Statistical parametric text-to-speech synthesis currently relies on predefined and highly
controlled prompts read in a “neutral” voice. This thesis presents work on utilising
recordings of free conversation for the purpose of filled pause synthesis and as an
inspiration for improved general modelling of speech for text-to-speech synthesis purposes.
A corpus of both standard prompts and free conversation is presented and the
potential usefulness of conversational speech as the basis for text-to-speech voices
is validated. Additionally, through psycholinguistic experimentation it is shown that
filled pauses can have potential subconscious benefits to the listener but that current
text-to-speech voices cannot replicate these effects. A method for pronunciation variant
forced alignment is presented in order to obtain a more accurate automatic speech
segmentation something which is particularly bad for spontaneously produced speech.

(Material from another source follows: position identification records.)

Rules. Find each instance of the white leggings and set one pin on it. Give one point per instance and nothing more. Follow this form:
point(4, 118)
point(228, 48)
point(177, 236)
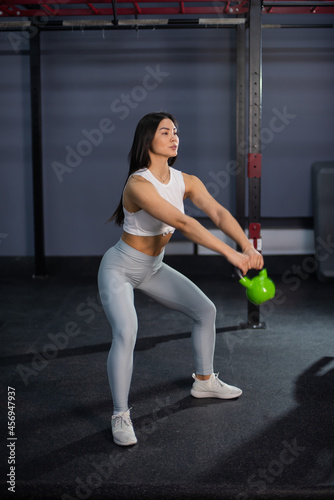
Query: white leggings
point(121, 270)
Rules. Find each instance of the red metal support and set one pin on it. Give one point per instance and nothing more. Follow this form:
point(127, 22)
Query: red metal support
point(254, 165)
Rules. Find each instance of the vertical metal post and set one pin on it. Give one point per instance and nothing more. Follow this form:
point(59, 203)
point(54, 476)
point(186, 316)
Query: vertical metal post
point(254, 131)
point(36, 138)
point(241, 144)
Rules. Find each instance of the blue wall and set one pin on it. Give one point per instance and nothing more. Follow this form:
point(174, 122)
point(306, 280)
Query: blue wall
point(108, 80)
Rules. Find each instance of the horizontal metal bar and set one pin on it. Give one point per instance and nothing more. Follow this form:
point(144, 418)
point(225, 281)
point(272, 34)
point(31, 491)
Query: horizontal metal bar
point(306, 26)
point(234, 21)
point(86, 24)
point(146, 23)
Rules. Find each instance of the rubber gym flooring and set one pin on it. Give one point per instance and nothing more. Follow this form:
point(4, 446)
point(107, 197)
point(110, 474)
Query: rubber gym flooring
point(275, 441)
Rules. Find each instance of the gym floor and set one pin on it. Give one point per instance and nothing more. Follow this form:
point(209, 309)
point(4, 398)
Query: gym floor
point(275, 441)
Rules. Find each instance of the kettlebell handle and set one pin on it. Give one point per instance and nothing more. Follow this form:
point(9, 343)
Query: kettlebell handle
point(238, 272)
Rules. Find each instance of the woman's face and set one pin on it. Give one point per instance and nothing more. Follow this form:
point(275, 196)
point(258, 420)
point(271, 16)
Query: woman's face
point(166, 141)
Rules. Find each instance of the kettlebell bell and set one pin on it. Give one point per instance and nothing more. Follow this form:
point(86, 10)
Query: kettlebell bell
point(258, 289)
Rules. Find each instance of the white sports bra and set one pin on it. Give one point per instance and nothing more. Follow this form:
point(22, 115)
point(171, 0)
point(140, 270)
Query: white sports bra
point(143, 224)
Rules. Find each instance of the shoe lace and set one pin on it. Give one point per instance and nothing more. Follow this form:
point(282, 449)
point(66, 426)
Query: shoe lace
point(216, 381)
point(121, 417)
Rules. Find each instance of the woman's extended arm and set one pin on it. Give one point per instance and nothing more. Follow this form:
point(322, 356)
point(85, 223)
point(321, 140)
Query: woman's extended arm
point(222, 218)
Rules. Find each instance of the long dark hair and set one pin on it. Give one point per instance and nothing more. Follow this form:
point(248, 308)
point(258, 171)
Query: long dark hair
point(139, 156)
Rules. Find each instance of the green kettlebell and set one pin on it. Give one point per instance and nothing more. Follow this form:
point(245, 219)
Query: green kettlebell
point(259, 289)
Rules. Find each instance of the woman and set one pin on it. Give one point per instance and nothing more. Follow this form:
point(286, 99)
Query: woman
point(150, 210)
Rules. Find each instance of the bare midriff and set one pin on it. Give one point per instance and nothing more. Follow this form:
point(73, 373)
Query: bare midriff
point(150, 245)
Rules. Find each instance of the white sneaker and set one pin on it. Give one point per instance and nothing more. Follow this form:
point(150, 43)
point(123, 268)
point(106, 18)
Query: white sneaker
point(122, 429)
point(213, 388)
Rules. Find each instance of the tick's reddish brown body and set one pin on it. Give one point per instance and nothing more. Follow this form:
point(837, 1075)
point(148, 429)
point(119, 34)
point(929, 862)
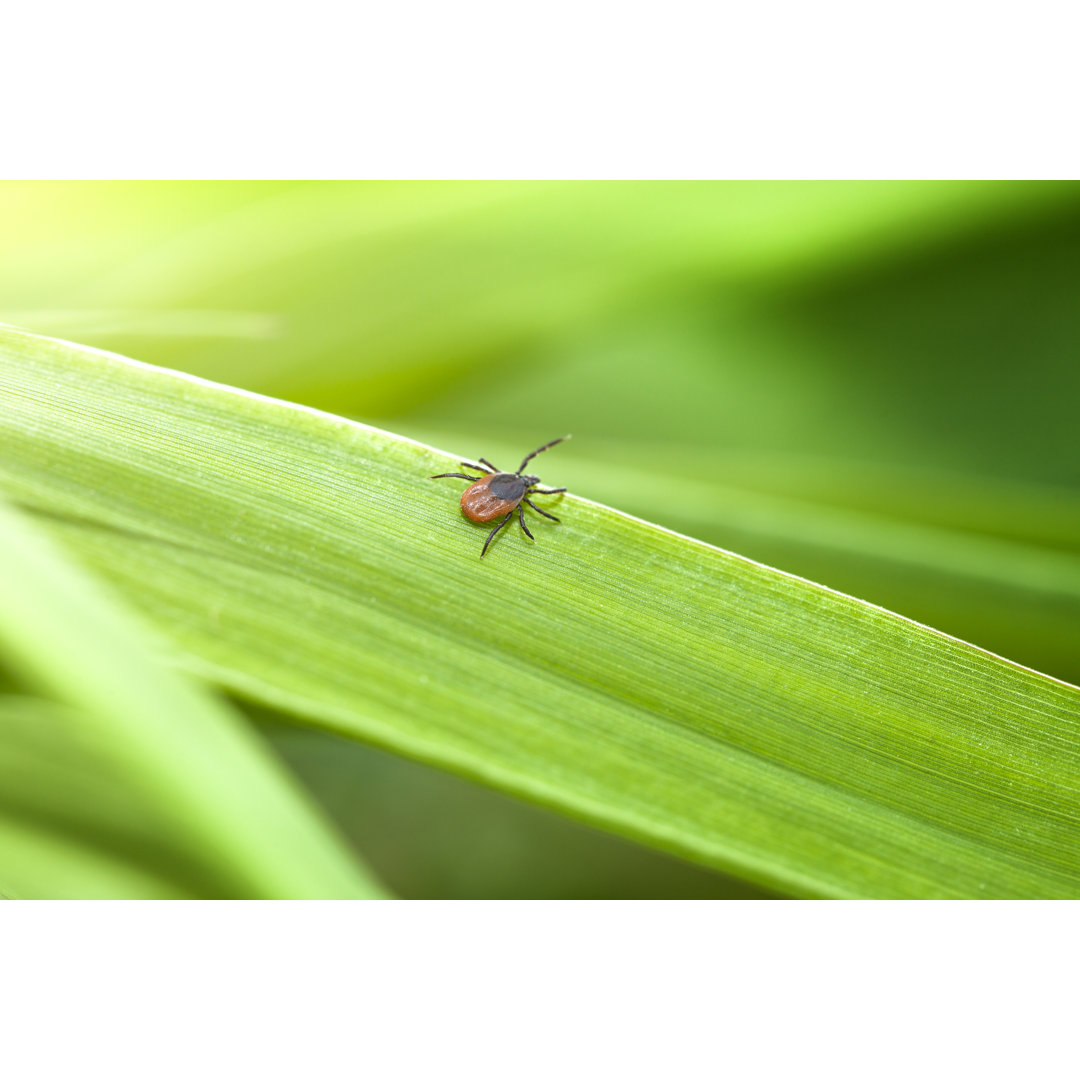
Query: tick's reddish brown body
point(499, 494)
point(481, 503)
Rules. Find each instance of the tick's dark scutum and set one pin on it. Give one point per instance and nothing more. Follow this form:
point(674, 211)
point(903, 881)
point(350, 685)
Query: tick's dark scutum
point(507, 486)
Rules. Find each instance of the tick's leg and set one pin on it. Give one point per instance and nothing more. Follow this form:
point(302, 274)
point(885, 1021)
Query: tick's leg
point(490, 535)
point(540, 449)
point(521, 517)
point(539, 511)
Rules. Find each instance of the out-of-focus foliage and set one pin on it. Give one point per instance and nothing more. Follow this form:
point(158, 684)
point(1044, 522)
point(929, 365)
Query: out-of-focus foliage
point(120, 779)
point(874, 386)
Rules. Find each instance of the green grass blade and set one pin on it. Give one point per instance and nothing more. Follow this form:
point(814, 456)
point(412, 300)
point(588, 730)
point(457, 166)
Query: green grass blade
point(626, 675)
point(117, 775)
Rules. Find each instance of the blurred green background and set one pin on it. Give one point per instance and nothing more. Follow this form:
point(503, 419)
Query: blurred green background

This pronunciation variant alignment is utilised not only to create a more accurate underlying
acoustic model, but also as the driving force behind creating more natural
pronunciation prediction at synthesis time. While this improves both the standard and
spontaneous voices the naturalness of spontaneous speech based voices still lags behind
the quality of voices based on standard read prompts. Thus, the synthesis of filled
pauses is investigated in relation to specific phonetic modelling of filled pauses and
through techniques for the mixing of standard prompts with spontaneous utterances in
order to retain the higher quality of standard speech based voices while still utilising
the spontaneous speech for filled pause modelling. A method for predicting where to
insert filled pauses in the speech stream is also developed and presented, relying on
an analysis of human filled pause usage and a mix of language modelling methods.
The method achieves an insertion accuracy in close agreement with human usage. The
various approaches are evaluated and their improvements documented throughout the
thesis, however, at the end the resulting filled pause quality is assessed through a repetition
of the psycholinguistic experiments and an evaluation of the compilation of all
developed methods